En un viaje sin retorno, el adiestrador no pudo parar. Todo lo que tocaba lo ensuciaba. Su enajenación lo llevó a tener un depósito de pruebas truchas en su propia casa. También se llevó un esqueleto humano que comenzó a desmembrar en su patio. Cada vez que era requerido para algún caso cargaba en la mochila lo que pensaba plantar.

Se concentraba en estudiar minuciosamente cada hecho del que fuera a participar. Principalmente qué decían los medios de comunicación, quiénes “sonaban” en la calle como sospechosos y cuáles eran los personajes que sobrevolaban el caso. Si podía denunciar una gran mafia con poderosos y famosos involucrados, mejor. Todo más creíble para la teleplatea.

Sistemáticamente en sus rastrillajes se encontrarían mensajes del o los asesinos. O de la propia víctima. Sus casos predilectos eran femicidios, trata de personas, desapariciones forzadas o secuestros extorsivos. Todo se transformó en una especie de juego de ciencia ficción en el que los criminales le dejaban pistas para -llamativamente- ser descubiertos por el propio Herrero.

Otro de sus métodos era asesorarse con las familias sobre algunos artículos personales de los desaparecidos. Es así como encontraba amuletos, cartas, aros, ropa. En cada actuación sus hallazgos eran calcados.

Ya descontrolado por el dinero y la fama, que a su vez le otorgaban protección e impunidad, sus presentaciones eran cada vez más ostentosas. Y también grotescas. Sus animales, siempre -sin excepción- encontraban la “esencia” de la persona buscada. No importaba que hubiesen pasado semanas, meses u años.

Sus perros olían lo que ningún otro perro del planeta lograba. Incluso, cuando le hacían notar que -según describe la bibliografía y los expertos en la materia- el rastro de olor de una persona perdura como máximo 72 horas, Herrero tenía ensayada una respuesta. Explicó que había desarrollado una técnica inédita a nivel mundial y que a sus canes los hacía trabajar con “energía divina”.

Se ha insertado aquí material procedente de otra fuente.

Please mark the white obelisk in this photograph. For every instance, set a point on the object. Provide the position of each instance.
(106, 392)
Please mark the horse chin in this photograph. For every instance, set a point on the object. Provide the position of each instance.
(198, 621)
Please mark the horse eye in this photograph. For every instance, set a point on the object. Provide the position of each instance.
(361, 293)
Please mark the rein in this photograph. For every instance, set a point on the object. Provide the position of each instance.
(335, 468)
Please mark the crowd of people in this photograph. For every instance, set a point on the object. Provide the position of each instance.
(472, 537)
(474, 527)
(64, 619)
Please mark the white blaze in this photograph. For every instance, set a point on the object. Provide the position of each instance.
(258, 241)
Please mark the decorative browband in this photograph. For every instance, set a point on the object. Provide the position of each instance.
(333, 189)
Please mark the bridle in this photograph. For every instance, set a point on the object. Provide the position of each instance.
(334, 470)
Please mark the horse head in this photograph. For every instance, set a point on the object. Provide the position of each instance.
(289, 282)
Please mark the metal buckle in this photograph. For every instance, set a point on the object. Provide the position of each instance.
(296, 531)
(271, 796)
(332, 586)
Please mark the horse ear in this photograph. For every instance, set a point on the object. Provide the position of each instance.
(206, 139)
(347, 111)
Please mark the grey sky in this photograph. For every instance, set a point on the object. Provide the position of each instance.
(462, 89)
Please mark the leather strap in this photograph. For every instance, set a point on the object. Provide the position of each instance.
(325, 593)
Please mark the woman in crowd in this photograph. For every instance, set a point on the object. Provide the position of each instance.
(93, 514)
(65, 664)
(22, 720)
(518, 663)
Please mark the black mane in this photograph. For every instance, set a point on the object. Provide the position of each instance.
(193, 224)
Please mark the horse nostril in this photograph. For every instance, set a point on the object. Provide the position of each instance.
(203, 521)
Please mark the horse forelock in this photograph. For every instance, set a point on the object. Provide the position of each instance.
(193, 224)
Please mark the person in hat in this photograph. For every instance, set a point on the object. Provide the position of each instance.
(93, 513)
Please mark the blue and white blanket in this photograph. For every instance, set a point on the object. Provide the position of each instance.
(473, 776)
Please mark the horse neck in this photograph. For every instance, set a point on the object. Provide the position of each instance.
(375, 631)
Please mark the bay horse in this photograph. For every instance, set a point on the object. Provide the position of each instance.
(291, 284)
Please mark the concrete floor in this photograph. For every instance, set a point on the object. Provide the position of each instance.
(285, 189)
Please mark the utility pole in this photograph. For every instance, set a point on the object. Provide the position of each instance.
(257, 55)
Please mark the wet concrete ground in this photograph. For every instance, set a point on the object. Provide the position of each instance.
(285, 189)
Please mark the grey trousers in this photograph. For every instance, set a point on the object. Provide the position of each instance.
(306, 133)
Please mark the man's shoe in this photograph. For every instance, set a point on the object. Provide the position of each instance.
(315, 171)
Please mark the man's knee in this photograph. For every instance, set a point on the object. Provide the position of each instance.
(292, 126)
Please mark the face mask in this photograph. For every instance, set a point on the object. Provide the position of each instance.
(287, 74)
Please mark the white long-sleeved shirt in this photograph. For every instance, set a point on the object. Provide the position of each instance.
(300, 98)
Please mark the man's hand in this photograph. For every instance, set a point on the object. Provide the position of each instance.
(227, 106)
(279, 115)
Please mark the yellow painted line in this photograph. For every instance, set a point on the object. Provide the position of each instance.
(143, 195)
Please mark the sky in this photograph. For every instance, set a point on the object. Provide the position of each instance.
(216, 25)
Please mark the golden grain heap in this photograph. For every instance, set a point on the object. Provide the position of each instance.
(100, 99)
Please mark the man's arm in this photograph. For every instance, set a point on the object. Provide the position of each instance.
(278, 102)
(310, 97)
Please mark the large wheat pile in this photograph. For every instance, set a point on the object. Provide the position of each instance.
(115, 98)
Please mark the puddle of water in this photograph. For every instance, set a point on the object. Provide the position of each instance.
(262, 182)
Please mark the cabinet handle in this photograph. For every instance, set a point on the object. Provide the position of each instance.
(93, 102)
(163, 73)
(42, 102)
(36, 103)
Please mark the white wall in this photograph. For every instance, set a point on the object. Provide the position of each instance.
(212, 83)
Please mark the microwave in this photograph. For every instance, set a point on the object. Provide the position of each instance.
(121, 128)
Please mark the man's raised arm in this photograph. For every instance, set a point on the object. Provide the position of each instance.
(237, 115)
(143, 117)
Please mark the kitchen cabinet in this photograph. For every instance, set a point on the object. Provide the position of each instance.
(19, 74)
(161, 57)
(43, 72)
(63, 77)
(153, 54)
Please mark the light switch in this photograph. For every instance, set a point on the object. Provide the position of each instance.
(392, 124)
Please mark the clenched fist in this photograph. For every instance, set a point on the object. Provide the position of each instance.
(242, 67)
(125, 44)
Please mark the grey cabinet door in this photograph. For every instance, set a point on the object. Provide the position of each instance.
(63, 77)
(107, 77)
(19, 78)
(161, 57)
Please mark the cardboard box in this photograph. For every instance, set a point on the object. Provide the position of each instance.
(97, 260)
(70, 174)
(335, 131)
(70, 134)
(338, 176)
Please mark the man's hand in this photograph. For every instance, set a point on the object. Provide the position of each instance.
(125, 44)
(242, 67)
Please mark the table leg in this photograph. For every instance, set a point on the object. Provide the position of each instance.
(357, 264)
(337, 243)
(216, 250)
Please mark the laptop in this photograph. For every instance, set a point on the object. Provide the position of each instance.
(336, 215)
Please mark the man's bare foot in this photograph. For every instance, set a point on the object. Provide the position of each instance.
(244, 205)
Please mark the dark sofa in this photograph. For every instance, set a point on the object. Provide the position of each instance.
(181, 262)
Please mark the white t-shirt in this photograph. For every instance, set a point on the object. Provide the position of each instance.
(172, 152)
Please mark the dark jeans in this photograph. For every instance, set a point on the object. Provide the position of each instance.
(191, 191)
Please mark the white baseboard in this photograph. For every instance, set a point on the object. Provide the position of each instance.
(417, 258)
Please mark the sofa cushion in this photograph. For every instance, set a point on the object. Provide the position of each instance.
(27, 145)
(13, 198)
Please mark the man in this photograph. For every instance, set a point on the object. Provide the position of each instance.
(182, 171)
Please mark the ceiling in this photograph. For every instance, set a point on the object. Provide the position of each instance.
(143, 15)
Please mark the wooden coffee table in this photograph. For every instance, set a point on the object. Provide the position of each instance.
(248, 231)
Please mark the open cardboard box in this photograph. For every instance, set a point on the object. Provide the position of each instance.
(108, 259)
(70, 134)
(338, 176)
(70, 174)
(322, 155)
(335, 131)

Otra constante en su derrotero era denunciar con retroactividad. Es decir, manifestaba haber “visto cosas” que en el momento del procedimiento no había podido revelar por “seguridad”. Es así que, tiempo después, se presentaba en juzgados o comisarías y declaraba haber descubierto explosivos de guerra, montañas de dólares o impactantes cargamentos de droga. También, antes de tener su propio esqueleto, hacía pasar huesos de vacas o perros como humanos.

El show desplegado por Herrero en cada rastrillaje bien podrían ser los capítulos de una saga cómica al etilo Mr. Bean; sin embargo, sus tropelías ocasionaron un profundo dolor en mucha gente.

Familias de víctimas engañadas en su buena fe, recibiendo respuestas que creyeron reales. E inocentes señalados y acusados como autores de delitos aberrantes, manchados para siempre en su honor. Personas detenidas con la única y exclusiva prueba trucha aportada por Herrero.

En varias ocasiones, las patrañas lograron ser desenmascaradas, pero el daño moral y el menoscabo social ya era irreversible.

Jean-Jacques Rousseau recuerda, en sus epístolas, la frase de un delator: “Por más grosera que sea una mentira, señores, no teman. No dejen de calumniar. Aun después de que el acusado la haya desmentido, ya se habrá hecho la llaga, y aunque sanase, siempre quedará la cicatriz”.

También, en esta obra, es motivo de análisis el rol que le cupo al Estado ante tamaño estafador. En algunos casos -como se dijo- hubo complicidades. En otros, en cambio, se lo pudo investigar, neutralizar e imputar de los delitos cometidos.

Fue un fiscal valiente el que dio el primer paso y probó que había plantado los huesos de un mismo esqueleto varón en dos casos diferentes de mujeres desaparecidas. Todo engaño. Incluso, cuando se lo detuvo no se privó de ofrecer uno de sus últimos y más delirante sketch: se descartó apurado del “material de trabajo” que tenía escondido en su casa y le regaló una lluvia de huesos a su vecino.

Tampoco queda afuera la observación sobre los medios de comunicación que, en su gran mayoría, repetían y multiplicaban sin cuestionamientos los delirios de Herrero. Aunque al final del recorrido la gran mayoría de sus estafas quedaran al descubierto, la noticia ya no tenía interés y el entretenimiento había terminado. No era tema. Eso contribuyó, necesariamente, a que en el imaginario popular quedara impregnada la mentira.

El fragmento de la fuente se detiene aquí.